Sean, more startled than frightened, pasted himself against the side of the cab’s interior, attempting to put as much space between him and this creature as possible, though the elevator gave him precious little of it. At five feet, ten inches, Sean had his cabmate by at least a foot-and-a-half but he instinctively knew that, in this case, his height advantage was no advantage at all.
“Look,” it said in a most non-threatening manner, “Sorry about this but I thought the best place to introduce myself to you was somewhere, you know,…”
“Let me guess,” Sean said with just a touch of desperation in his voice, “some place where I couldn’t escape, right?”
“Something like that,” it admitted. Sean glanced at the elevator control panel that contained the emergency telephone. “The phone is completely out of order,” the little fellow said with the tiniest glint in his eye. Sean believed him.
“So, what do you want with me? Wait, but first, what are you, anyway? How do you do these, er, these tricks?”
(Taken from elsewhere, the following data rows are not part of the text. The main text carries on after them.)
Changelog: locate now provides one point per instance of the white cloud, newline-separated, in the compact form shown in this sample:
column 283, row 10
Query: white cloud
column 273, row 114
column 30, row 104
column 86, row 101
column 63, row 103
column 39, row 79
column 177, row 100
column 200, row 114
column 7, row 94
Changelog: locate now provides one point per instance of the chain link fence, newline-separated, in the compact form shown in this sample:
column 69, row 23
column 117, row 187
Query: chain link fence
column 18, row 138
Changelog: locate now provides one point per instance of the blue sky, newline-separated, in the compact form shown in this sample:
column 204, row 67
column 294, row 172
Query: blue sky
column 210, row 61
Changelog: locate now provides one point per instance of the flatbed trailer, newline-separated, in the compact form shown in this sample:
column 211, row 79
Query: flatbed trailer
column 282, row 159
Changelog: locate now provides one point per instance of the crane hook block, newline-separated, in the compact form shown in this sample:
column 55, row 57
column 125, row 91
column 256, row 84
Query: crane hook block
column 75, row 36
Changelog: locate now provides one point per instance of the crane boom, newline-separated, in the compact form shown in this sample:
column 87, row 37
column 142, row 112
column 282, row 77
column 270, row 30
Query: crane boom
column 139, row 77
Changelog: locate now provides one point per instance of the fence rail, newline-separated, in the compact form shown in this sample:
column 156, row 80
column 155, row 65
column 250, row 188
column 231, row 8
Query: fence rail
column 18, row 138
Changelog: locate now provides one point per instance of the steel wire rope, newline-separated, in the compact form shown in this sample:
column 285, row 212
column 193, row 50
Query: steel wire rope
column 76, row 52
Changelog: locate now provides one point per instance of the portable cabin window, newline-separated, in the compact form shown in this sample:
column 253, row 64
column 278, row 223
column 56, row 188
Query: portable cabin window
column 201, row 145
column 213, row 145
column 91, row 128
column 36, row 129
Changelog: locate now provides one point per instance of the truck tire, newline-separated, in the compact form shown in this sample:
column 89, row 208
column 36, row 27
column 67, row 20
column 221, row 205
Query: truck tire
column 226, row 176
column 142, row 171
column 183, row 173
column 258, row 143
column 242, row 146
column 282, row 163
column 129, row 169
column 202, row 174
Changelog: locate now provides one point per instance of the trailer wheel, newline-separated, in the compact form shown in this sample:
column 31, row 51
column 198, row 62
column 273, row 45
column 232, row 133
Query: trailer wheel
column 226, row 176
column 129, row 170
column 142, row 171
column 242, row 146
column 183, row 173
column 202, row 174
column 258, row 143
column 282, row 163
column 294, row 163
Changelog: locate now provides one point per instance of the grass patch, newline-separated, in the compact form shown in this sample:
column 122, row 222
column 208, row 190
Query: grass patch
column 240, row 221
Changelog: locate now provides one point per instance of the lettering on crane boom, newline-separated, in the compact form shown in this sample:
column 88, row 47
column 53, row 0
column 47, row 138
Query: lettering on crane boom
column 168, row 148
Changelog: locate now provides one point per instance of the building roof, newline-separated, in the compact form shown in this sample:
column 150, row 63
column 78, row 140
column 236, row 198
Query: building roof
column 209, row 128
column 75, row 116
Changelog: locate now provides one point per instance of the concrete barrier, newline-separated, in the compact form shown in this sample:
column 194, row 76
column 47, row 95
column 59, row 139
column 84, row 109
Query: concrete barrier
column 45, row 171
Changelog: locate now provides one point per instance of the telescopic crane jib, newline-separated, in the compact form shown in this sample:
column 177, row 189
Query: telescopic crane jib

“Wow. You get right to it, don’t you?” The manner of speech bore no obvious accent but Sean noted the swallowed consonants hinted at Gaelic origins. “Okay, I’ll answer your first question first and then I have one for you. The answer to your other questions may be a bit difficult for you to handle so we’ll save those for later. Deal?”
“Okay, deal,” Sean agreed once he realized that he had no other option. “Now, why are you here? I mean, what do you want with me?”
“I was sent here to ask you to help save the world,” it said most matter-of-factly.
“Save the world,” Sean repeated as if to confirm that he had heard them accurately.
“Right,” his cabmate responded. “Well, it’s actually a bit more complicated than that, but that’s the gist of it, yeah.”
“Save the world,” Sean re-repeated. “And that’s the answer I’m supposed to have no difficulty with?” Sean said, his voice reaching a pitch just below that reserved for a Frankie Vallee impersonation.
“Sorry, but you asked. Now it’s my turn to ask a question. We have a lot to talk about, you and I, and I would much rather be sitting on the sofa in your living room while we go over this stuff, maybe even drinking some of that Italian wine you’re planning on opening, than standing in this tin box. If we go to your apartment, will you hear me out?” He paused as Sean considered his options. “The alternative is we spend a lot of the evening in these cozy confines where I will have a captive audience and you’ll be trying to figure out how to eat that lasagna with your fingers. Whaddya say? Upstairs?”
Sean decided that he was no more interested in remaining cooped up with this strange messenger, if that’s what he was, than his cabmate seemed to be. At least his condo would offer him some maneuvering room if he needed it, though he inexplicably knew that he was at no risk from his odd elevator companion. “Okay,” he said, “the apartment it is.”
Instantly, the elevator began to rise toward its destination at the 18th floor landing.